A lo mejor es que la sociedad española era entonces esencialmente rural, y de ahí que los señores críticos no vieran nada anómalo en que la novela lo fuera también, y que luego, con el trasvase masivo del campo a la ciudad, y preparándose ya el país para llamar a las puertas de Europa, escritores y lectores se sintieran de repente más finos y cosmopolitas, ufanos de su recién adquirida condición de urbanitas, y un poco avergonzados de la que por suerte acababan de dejar atrás.

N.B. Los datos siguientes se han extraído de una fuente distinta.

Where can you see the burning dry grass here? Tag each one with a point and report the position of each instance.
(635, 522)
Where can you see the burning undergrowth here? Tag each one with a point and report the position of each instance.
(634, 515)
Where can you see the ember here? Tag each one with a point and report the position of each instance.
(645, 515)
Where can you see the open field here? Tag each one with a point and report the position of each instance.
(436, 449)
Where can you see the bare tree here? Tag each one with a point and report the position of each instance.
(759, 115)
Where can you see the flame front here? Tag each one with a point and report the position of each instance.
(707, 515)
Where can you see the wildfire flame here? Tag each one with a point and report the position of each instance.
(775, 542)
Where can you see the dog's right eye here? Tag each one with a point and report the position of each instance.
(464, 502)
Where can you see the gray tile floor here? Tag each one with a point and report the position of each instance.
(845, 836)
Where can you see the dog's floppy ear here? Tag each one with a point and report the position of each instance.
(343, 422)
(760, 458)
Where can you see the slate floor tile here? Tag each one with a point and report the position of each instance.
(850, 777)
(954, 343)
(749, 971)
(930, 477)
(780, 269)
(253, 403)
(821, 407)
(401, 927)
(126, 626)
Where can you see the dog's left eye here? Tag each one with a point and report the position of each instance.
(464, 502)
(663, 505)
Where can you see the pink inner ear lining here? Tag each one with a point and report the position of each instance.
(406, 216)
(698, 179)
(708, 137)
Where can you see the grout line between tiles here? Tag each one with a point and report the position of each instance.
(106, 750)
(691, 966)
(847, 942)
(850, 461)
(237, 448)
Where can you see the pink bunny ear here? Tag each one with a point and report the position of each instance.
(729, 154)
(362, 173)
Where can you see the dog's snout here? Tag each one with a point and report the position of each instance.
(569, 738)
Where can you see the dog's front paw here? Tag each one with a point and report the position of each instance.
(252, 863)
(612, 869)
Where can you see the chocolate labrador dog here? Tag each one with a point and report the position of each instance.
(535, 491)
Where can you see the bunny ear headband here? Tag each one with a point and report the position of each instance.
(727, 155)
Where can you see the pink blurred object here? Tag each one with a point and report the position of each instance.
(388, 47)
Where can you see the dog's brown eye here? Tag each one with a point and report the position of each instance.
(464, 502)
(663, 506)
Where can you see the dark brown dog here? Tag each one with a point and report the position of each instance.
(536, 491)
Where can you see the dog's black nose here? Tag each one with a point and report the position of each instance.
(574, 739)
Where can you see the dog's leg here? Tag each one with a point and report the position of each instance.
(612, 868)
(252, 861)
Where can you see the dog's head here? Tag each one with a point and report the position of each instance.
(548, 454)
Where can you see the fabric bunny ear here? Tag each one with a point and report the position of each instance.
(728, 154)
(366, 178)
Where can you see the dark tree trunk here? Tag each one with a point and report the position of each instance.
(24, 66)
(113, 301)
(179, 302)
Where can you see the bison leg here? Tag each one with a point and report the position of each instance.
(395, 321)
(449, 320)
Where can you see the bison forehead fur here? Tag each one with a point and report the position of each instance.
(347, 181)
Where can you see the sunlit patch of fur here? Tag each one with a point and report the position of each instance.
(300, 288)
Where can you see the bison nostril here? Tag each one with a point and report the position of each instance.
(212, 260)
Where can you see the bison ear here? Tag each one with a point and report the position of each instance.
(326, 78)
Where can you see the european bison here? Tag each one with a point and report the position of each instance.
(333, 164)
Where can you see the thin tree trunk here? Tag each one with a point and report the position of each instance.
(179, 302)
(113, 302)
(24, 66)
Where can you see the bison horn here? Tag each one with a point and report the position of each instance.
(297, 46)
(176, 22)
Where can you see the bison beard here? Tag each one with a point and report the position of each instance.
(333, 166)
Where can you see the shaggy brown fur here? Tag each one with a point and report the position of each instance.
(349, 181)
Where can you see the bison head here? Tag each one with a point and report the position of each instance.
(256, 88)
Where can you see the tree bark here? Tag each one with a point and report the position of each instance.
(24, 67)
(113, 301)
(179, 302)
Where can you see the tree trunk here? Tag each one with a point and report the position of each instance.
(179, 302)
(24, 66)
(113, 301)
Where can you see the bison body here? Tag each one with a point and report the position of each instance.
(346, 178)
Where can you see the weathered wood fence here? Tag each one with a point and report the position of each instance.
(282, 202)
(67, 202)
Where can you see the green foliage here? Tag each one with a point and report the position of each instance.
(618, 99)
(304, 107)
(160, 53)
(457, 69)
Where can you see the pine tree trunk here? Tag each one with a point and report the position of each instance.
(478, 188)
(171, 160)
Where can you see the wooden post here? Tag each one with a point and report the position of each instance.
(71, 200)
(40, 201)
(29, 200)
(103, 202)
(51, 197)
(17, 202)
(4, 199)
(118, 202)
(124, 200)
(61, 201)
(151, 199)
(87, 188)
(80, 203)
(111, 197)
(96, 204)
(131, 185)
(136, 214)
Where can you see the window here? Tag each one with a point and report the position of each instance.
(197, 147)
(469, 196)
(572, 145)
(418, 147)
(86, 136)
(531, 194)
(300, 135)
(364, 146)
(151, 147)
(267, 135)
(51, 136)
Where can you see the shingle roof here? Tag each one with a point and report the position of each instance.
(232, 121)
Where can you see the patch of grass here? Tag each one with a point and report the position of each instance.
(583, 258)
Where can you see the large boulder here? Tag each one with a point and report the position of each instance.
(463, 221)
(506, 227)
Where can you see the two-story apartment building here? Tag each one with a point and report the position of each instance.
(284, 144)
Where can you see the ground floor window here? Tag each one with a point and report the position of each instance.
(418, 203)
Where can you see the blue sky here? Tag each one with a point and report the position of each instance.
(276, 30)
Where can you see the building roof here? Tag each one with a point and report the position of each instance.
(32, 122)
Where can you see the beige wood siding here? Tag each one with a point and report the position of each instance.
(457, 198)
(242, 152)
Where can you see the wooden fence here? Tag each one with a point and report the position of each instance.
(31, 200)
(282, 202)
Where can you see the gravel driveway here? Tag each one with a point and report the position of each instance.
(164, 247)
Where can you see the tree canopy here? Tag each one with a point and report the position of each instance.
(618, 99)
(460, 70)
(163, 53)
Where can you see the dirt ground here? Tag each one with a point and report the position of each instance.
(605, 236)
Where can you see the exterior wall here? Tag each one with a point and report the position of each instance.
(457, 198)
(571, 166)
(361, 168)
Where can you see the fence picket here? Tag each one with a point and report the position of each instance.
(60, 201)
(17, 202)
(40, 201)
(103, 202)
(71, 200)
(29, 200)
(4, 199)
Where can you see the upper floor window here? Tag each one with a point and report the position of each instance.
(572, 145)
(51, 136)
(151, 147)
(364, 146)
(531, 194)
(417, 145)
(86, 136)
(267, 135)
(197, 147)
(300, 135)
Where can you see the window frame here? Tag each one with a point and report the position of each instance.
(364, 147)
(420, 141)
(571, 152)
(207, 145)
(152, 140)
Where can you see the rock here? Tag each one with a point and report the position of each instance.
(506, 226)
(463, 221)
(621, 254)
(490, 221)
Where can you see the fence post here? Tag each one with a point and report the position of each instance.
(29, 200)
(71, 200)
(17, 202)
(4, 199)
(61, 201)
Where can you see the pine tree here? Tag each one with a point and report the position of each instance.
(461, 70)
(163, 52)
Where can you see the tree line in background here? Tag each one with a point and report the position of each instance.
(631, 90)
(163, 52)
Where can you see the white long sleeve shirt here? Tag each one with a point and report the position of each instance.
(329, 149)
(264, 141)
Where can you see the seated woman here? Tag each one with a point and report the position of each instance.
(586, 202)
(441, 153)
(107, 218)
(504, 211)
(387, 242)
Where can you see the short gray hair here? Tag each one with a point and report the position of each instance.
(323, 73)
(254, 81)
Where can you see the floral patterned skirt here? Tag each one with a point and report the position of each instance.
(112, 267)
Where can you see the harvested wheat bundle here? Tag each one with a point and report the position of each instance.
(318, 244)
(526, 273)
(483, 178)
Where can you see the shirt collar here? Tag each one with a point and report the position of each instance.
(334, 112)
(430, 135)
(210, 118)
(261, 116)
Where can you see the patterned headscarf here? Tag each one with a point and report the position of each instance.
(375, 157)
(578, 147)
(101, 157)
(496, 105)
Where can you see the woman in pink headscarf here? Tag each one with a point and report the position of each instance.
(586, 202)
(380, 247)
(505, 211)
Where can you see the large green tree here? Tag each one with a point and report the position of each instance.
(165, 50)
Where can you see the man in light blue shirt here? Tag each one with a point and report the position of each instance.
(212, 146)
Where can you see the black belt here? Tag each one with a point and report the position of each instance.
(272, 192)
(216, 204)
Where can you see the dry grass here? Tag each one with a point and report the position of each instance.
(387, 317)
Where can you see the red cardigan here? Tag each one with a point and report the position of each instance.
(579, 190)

De manera que el pueblo con todos sus atrasos, y la mentalidad y las costumbres campesinas desaparecieron poco a poco de las novelas españolas al cabo de los años. Que se pone uno a repasar los últimos tiempos, de la Transición para acá, y pueden contarse con los dedos de una mano las novelas ambientadas en un marco rural: La lluvia amarilla, de Julio Llamazares; Intemperie, de Jesús Carrasco; Los asquerosos, de Santiago Lorenzo; Un amor, de Sara Mesa…

Y en las mismas se sigue ahora, que no se hace novela rural (el término mismo suena muy antiguo) porque los lectores son ya todos urbanos y los que quedan en el medio agrario viven y piensan y se expresan –requiescat in pace el vocabulario campesino, atropellado por la televisión– como en las ciudades, y lo rural y agropecuario ha desaparecido porque los pueblos o se han ido despoblando (ya no hay escuelas rurales, ni párrocos rurales, ni médicos rurales) o se han convertido en ciudades pequeñas, que ese es el intríngulis de todo: en España ya solo quedan grandes ciudades o metrópolis, capitales de provincia que aspiran a serlo (para lo cual es imprescindible contar con los servicios básicos de aeropuerto, estación de AVE, museo de arte contemporáneo y auditorio musical), ciudades pequeñas que se estiran para ser ciudades grandes, pueblos grandes que hacen todo lo posible por convertirse en ciudades pequeñas y pueblos pequeños con un puñado de habitantes, todos jubilados, o solo un par de viejos, como el que sirviera de escenario a otra de las novelas de Miguel Delibes, El disputado voto del señor Cayo, de 1978, cuando la España vaciada empezaba a ser una realidad, aunque aún no se hablara de ella.